After what the two companies termed a successful five-week pilot, Albertsons and Fetch Rewards announced that they will roll out the loyalty/rewards program to more than 2,200 supermarkets under 20 different banners.
Fetch describes itself as “a mobile shopping platform that rewards shoppers for buying the brands they love. The Fetch Rewards app gives users the easiest way to save on everyday purchases by simply scanning their receipt. For our brand partners, the platform allows them to understand a 360 degree view of shopping habits, and to meaningfully reward a customer’s individual loyalty … Since launching in 2017, the Fetch Rewards app has been downloaded nearly 19 million times and has nearly 7 million active users.
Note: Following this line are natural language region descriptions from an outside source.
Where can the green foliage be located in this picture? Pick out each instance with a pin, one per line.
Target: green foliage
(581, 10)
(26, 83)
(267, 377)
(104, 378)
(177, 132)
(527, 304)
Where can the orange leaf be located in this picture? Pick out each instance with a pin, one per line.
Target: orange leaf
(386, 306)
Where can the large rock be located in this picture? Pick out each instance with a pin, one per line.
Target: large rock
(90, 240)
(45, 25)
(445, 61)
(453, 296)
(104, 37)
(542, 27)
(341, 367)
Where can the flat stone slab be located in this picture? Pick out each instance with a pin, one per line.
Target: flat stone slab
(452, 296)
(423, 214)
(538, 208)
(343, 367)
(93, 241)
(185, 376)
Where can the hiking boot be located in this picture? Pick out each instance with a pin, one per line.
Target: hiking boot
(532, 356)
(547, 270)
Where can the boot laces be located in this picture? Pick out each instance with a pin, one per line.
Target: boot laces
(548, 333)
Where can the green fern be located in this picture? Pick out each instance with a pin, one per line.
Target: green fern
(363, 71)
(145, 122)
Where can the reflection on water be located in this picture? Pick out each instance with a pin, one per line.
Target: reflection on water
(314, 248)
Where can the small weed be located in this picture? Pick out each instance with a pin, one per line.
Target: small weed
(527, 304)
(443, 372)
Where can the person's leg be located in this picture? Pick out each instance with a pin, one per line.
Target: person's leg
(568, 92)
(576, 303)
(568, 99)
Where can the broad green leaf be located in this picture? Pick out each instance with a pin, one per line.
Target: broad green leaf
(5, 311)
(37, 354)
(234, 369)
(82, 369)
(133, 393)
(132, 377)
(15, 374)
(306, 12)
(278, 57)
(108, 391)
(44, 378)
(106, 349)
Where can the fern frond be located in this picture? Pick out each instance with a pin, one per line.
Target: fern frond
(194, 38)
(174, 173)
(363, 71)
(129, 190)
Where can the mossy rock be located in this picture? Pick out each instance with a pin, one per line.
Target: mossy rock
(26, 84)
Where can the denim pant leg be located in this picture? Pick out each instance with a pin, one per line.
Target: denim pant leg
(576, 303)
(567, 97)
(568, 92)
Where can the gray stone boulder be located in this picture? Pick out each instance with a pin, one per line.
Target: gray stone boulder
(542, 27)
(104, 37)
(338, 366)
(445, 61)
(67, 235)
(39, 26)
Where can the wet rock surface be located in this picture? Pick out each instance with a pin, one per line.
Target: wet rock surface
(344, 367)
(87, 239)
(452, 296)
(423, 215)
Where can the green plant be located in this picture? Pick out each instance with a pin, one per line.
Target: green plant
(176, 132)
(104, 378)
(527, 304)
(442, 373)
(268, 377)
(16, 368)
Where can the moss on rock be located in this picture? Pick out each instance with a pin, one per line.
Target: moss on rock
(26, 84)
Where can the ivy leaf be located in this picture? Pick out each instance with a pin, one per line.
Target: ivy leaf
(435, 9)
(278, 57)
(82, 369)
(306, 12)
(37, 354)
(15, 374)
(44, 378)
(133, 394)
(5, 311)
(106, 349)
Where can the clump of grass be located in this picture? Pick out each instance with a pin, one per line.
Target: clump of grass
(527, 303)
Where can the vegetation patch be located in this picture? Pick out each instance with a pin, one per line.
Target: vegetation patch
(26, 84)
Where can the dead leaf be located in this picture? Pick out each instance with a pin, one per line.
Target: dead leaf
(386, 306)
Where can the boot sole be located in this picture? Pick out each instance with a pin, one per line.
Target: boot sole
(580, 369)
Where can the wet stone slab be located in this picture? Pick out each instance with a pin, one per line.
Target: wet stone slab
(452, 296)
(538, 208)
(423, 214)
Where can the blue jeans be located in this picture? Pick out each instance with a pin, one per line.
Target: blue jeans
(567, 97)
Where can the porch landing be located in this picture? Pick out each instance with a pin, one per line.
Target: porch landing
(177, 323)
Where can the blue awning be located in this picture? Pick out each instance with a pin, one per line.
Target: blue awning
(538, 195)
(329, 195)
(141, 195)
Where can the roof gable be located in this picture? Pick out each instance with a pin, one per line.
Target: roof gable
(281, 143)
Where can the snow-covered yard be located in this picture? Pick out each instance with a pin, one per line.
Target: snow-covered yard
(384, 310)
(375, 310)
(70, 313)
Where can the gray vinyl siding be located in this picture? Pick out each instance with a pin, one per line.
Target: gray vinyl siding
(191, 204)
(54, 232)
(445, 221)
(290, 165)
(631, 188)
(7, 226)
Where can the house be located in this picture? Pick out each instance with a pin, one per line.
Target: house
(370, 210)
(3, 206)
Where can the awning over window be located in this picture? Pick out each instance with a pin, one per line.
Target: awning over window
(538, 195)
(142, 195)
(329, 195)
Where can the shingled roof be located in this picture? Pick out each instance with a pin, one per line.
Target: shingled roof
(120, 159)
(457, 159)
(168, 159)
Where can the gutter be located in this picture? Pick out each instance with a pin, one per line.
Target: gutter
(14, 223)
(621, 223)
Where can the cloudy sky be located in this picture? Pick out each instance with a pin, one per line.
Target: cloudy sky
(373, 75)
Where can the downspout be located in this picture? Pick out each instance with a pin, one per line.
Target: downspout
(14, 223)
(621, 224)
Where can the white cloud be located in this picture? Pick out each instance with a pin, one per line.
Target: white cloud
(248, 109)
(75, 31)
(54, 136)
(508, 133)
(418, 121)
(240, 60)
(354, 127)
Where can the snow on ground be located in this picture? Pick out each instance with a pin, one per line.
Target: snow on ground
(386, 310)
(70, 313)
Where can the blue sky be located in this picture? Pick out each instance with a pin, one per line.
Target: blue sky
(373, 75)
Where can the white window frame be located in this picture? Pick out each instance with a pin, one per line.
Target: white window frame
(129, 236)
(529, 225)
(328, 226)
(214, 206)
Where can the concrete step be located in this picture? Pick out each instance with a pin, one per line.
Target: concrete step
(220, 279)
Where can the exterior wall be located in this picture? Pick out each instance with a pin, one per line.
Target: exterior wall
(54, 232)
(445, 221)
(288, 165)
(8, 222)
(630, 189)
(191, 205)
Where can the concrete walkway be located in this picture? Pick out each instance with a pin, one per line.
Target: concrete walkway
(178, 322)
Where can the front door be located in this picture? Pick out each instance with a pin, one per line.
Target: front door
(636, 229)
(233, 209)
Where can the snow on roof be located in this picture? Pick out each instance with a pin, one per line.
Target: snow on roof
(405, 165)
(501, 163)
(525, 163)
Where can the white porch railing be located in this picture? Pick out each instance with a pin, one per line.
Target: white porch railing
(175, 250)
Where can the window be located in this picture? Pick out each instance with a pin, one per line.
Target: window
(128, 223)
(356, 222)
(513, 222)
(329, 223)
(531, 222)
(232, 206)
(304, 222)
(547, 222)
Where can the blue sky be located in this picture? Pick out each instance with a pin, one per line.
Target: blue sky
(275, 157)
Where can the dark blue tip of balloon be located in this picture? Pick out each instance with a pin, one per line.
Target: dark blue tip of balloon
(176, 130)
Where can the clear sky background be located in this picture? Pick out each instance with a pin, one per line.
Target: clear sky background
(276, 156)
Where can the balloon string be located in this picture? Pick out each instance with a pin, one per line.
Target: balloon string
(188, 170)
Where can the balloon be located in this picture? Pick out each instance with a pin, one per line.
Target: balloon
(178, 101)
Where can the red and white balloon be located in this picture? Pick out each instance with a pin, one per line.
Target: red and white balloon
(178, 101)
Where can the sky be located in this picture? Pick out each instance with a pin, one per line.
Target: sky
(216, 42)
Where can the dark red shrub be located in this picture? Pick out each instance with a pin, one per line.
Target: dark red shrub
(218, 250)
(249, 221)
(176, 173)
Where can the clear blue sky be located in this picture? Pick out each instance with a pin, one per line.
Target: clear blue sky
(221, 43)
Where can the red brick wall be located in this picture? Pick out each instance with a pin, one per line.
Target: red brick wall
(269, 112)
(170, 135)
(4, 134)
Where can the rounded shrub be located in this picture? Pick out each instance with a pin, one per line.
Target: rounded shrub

To date, Fetch has processed nearly a billion receipts and has delivered more than $120 million in points to its shoppers.”
Albertsons said that the test “resulted in strong incremental sales from existing shoppers. It also drove a significant number of new and re-engaged users to the stores who were established Fetch Rewards fans.”
“We’re constantly looking at innovative and relevant ways to engage with our customers, and after seeing such strong results, we decided to expand the Fetch Rewards pilot to additional stores,” said Usman Humayun, VP of Digital Marketing for Albertsons Cos., in a prepared statement. “This relationship is a win-win for our company and for our customers who use Fetch to earn rewards on grocery, retail and restaurant purchases.”
I tend to have two priorities when it comes to retailer loyalty programs.
First, it needs to demonstrate that the retailer is loyal to the shopper, not just be a vehicle for discounts that try to “buy” loyalty.
And second, it should reinforce the core retailer value proposition; I like it when a program creates a kind of flywheel, as opposed to have them building value for other brands.
One of my recent favorites was a program developed for Price Chopper by tcc, which allows shoppers to use points to help kids pay off student debt – this just struck me as a big, enormously relevant idea.
It will remain to be seen if the Albertsons-Fetch program meets my priorities. On the other hand, Albertsons may not give a crap about my standards, figuring, what the hell does he know.